Шах-заде вытащил из-под подушки золоченую трещотку, взмахнул ею. На призывный стук тотчас явился темнолицый сарайбон.
— Передай главной госпоже гарема, пусть придет сюда!
И, когда сарайбон исчез за дверьми, обратился к Султану Джандару:
— Я на слышен про одну розу, эмир. Слава ее велика… И моя душа захотела вдохнуть аромат этой розы.
Твои глаза, моя газель, мне душу опаляют.
Твои уста, как два цветка, рубинами сверкают.
А? Каковы стихи, эмир? Твой повелитель понимает толк в сложении стихов… Да ты пей, эмир!
— Стихи превосходные, благодетель. — Эмир единым духом осушил чашу.
Вино не принесло успокоения, не освободило от предчувствия чего-то дурного, что должно было случиться.
В каком цветнике растет эта роза, чей аромат хотел бы… вдохнуть лучезарный султан?
В покой вошла госпожа гарема. На лице, как полагается, прозрачный кисейный платок голубого цвета. На загнутых носках отороченных золотым шитьем кавушей красовалось по жемчужине. Руки на пышной груди. Нежно прозвенели в поклоне украшения. Хмельной взгляд шах-заде задержался не без удовольствия на ее пышных бедрах, ясно обозначавшихся сквозь тонкий шелк шаровар.
— Описание той розы пусть нам даст госпожа гарема. Проходите, ханум, присядьте к нам.
Движения этой женщины при всей ее полноте были бесшумны и изящны.
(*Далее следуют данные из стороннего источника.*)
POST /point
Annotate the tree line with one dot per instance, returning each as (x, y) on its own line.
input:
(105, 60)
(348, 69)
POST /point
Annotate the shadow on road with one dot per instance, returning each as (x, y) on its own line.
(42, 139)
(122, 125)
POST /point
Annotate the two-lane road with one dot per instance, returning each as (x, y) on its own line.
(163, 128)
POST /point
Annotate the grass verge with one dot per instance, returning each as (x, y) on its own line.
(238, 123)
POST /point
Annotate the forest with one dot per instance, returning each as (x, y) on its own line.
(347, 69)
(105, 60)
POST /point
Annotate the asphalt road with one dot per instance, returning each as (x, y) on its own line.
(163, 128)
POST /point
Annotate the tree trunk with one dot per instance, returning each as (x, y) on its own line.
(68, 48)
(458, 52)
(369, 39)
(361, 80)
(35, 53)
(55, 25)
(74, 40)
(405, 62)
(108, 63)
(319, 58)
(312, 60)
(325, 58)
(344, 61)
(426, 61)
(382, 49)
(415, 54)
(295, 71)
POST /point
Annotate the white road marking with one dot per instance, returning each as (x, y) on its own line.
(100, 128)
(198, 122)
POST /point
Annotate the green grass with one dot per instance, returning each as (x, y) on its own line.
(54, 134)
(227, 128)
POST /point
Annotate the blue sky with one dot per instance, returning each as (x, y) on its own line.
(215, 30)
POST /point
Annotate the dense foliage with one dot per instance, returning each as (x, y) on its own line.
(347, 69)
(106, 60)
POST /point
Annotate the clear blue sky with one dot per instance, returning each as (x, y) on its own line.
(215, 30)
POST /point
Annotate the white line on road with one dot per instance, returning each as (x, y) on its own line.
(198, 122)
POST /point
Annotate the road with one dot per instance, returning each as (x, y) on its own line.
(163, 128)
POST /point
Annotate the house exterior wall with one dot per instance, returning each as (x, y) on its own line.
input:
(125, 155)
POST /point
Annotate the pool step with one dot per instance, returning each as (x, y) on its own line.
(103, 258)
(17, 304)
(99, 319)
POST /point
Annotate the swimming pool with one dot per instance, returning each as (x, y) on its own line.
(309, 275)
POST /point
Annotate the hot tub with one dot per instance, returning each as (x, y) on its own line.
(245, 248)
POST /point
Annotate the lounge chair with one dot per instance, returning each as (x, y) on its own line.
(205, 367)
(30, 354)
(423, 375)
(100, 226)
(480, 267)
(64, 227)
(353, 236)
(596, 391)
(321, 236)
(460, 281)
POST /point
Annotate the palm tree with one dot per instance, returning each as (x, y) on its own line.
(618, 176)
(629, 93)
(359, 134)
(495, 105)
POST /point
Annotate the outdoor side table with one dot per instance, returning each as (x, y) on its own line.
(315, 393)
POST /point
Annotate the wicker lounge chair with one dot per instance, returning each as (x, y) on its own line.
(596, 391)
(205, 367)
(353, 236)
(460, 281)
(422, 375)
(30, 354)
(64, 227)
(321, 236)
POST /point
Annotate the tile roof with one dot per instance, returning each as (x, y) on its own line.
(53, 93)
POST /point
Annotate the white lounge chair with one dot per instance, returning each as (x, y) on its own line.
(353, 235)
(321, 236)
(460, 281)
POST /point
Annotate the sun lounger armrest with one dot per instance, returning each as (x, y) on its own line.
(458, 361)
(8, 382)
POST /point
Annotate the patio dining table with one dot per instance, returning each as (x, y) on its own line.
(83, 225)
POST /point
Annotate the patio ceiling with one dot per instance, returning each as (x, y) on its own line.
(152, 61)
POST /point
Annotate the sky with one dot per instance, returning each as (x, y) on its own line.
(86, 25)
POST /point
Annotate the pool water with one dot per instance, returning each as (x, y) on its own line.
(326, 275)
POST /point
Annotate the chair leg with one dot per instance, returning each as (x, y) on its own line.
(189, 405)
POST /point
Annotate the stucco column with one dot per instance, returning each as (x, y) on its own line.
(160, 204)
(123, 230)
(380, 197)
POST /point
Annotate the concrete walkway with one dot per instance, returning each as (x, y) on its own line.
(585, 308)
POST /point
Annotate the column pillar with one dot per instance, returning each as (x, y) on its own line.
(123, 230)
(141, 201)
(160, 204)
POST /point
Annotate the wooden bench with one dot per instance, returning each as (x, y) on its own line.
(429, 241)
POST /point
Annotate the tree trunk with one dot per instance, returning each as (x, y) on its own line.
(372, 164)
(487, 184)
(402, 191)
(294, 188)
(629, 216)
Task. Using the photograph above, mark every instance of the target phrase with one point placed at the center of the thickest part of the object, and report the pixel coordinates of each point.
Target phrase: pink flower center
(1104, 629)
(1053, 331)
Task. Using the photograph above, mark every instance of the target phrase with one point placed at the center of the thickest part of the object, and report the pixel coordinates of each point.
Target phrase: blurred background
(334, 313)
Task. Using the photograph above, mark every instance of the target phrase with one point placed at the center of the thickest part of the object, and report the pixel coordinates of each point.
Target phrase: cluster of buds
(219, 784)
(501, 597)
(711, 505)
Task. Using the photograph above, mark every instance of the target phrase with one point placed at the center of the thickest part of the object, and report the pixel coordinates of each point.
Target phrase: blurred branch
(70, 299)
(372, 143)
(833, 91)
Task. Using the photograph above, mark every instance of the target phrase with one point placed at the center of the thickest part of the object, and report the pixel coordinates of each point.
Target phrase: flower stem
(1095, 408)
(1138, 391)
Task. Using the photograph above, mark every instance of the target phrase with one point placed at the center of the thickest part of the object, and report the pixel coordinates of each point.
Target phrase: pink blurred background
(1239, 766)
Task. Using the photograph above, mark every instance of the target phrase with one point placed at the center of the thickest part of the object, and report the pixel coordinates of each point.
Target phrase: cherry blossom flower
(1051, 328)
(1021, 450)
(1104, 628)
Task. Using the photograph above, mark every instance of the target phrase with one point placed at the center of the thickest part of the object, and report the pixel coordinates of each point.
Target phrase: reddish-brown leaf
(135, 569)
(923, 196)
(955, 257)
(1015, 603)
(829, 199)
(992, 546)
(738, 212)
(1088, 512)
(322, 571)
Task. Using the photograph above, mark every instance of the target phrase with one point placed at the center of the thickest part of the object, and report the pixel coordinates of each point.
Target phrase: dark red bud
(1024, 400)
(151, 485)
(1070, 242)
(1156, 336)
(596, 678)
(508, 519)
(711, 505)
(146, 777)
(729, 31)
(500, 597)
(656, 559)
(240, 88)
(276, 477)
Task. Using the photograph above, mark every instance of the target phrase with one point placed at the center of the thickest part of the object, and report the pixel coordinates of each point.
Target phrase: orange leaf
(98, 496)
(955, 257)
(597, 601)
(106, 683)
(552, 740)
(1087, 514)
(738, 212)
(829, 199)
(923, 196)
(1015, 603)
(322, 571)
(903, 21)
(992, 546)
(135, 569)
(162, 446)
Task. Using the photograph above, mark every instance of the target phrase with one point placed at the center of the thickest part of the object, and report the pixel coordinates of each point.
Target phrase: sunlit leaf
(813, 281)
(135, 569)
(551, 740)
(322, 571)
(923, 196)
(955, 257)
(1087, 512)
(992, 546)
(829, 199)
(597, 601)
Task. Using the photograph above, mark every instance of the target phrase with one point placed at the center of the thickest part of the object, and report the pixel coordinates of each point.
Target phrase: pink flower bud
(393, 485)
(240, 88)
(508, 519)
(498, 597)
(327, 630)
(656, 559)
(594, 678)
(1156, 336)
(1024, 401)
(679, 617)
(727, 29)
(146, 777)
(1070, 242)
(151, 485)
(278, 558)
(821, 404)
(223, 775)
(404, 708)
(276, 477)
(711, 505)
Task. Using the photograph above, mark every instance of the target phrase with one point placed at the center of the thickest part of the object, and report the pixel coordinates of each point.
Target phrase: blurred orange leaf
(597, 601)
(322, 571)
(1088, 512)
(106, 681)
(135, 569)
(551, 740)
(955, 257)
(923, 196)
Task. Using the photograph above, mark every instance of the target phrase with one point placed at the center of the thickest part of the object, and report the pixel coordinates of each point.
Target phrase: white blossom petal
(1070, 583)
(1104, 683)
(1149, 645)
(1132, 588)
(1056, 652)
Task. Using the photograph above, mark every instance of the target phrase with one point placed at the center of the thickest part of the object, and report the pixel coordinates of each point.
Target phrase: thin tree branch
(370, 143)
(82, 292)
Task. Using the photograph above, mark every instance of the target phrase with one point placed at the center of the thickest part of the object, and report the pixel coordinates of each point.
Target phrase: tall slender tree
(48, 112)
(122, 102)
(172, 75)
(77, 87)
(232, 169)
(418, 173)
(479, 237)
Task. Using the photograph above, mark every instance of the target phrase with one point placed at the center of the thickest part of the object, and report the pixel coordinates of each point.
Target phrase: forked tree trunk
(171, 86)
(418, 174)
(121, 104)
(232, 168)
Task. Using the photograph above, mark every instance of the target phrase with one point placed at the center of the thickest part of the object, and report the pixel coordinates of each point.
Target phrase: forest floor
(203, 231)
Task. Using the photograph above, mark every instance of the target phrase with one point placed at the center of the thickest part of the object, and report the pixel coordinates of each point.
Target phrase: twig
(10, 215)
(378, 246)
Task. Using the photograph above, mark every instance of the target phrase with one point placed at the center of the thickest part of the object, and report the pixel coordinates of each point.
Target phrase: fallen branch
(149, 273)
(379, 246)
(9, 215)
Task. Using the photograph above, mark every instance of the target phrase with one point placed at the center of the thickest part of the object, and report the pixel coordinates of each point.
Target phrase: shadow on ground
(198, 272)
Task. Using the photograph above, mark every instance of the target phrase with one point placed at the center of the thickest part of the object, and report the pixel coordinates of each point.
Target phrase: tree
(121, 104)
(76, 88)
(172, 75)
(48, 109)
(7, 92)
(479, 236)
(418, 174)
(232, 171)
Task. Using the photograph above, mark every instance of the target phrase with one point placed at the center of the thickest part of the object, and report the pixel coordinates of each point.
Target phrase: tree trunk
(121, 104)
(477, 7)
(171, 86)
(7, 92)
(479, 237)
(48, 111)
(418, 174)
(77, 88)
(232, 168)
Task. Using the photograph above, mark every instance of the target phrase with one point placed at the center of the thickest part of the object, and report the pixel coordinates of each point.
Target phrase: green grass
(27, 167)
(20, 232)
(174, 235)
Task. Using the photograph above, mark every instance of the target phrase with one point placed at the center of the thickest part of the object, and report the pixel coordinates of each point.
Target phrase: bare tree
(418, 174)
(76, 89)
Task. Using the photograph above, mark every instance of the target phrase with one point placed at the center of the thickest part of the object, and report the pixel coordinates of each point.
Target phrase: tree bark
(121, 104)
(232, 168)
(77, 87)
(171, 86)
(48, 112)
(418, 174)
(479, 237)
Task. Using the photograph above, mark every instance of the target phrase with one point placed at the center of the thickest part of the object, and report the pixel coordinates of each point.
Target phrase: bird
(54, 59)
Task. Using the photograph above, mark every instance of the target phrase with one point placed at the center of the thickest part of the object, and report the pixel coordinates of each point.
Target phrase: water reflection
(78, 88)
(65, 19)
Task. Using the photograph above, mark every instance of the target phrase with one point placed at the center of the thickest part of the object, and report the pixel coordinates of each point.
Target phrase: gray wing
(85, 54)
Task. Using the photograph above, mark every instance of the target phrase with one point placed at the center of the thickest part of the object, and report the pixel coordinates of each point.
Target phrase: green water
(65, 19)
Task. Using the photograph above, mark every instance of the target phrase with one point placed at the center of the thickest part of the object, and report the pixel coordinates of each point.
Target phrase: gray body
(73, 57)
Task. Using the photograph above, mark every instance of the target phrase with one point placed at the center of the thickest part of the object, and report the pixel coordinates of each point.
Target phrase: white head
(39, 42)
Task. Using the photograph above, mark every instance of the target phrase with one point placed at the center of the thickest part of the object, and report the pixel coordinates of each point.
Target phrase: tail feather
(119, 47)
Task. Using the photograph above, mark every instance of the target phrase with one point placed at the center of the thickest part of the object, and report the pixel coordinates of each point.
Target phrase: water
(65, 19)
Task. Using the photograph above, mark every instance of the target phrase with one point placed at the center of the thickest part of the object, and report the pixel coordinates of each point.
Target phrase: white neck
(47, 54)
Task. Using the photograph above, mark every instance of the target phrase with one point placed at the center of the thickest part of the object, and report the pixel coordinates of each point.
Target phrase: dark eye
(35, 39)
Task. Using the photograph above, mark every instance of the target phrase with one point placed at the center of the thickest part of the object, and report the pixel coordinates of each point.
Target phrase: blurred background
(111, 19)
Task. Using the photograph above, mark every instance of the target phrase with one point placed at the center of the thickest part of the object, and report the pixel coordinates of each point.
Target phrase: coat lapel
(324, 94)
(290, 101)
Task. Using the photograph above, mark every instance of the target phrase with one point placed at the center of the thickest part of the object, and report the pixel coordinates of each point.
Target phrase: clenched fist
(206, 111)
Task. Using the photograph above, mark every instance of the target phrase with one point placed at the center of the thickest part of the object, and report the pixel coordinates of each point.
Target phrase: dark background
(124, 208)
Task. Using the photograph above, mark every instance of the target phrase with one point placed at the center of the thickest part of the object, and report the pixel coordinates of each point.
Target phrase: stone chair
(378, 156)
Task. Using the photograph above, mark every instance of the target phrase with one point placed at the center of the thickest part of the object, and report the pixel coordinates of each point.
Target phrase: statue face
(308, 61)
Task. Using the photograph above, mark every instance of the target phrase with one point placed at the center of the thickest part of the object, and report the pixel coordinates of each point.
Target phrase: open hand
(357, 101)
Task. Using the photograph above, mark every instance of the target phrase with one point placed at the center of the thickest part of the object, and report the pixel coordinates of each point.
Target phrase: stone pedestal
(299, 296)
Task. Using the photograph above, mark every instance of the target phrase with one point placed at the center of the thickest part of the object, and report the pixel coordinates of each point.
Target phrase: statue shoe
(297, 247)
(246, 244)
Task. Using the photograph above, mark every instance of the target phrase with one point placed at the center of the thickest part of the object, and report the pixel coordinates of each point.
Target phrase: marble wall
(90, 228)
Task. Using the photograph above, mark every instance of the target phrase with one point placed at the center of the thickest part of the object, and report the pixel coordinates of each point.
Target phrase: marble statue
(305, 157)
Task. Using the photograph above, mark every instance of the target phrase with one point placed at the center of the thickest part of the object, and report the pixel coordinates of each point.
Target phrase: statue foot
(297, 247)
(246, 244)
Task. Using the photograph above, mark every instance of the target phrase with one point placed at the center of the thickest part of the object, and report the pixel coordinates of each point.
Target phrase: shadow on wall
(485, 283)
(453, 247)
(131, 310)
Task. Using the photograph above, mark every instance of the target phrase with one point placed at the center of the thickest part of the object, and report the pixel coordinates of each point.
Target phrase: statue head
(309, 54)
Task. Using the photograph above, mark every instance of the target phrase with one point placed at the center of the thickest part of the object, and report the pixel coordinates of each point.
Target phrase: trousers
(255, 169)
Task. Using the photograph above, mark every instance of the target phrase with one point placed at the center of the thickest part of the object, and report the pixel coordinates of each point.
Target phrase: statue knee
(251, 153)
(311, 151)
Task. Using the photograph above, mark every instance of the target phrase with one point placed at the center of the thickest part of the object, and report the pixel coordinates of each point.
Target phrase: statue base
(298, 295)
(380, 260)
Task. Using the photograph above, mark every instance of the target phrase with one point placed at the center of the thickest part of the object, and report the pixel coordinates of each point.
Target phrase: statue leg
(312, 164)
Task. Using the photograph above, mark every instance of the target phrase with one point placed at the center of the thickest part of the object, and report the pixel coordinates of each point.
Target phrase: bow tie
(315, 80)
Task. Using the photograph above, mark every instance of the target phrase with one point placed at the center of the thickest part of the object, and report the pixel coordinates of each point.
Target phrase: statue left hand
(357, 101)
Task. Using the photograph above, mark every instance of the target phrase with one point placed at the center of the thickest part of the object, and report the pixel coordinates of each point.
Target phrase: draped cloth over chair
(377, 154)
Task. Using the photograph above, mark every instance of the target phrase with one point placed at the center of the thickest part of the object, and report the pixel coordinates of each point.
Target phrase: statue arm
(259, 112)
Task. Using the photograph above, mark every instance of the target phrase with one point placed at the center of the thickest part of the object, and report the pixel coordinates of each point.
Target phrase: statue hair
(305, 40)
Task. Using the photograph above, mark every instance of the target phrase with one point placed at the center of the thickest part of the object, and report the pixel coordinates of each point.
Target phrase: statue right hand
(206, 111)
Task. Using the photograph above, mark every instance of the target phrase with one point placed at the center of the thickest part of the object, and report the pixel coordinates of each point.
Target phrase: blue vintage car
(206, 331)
Она не подошла, подплыла к сидящим мужчинам, присела перед шах-заде почтительно и в то же время готовно, столь же игриво-почтительно приняла пиалу, что протянул ей, улыбаясь, Абдул-Латиф, а другой рукой проворно, так что перстни блеснули на пальцах, откинула кисею с лица. Как положено, чуть пригубила, выгнув шею, напружинив стан, — вся почтительность и вся истома, что читалось в глазах, устремленных на повелителя.
Эмир Джандар украдкой — но неотрывно — глядел на ее налитую, словно спелое яблоко, фигуру, на жаркую полноту рук, угадываемую за легкими рукавами, обнажившихся, когда красавица брала пиалу, на ее манящие груди, высоко вздымавшиеся под сукном красного мурсака; эмир облизнул вмиг ставшие сухими губы, проглотил комок в горле.
Шах-заде усмехнулся, заметив волнение эмира.
— Ханум, опишите-ка нам ту, розоликую…
Госпожа гарема свела тонко изогнутые брови, меж которых устроилась темно-синяя, искусно посаженная родинка.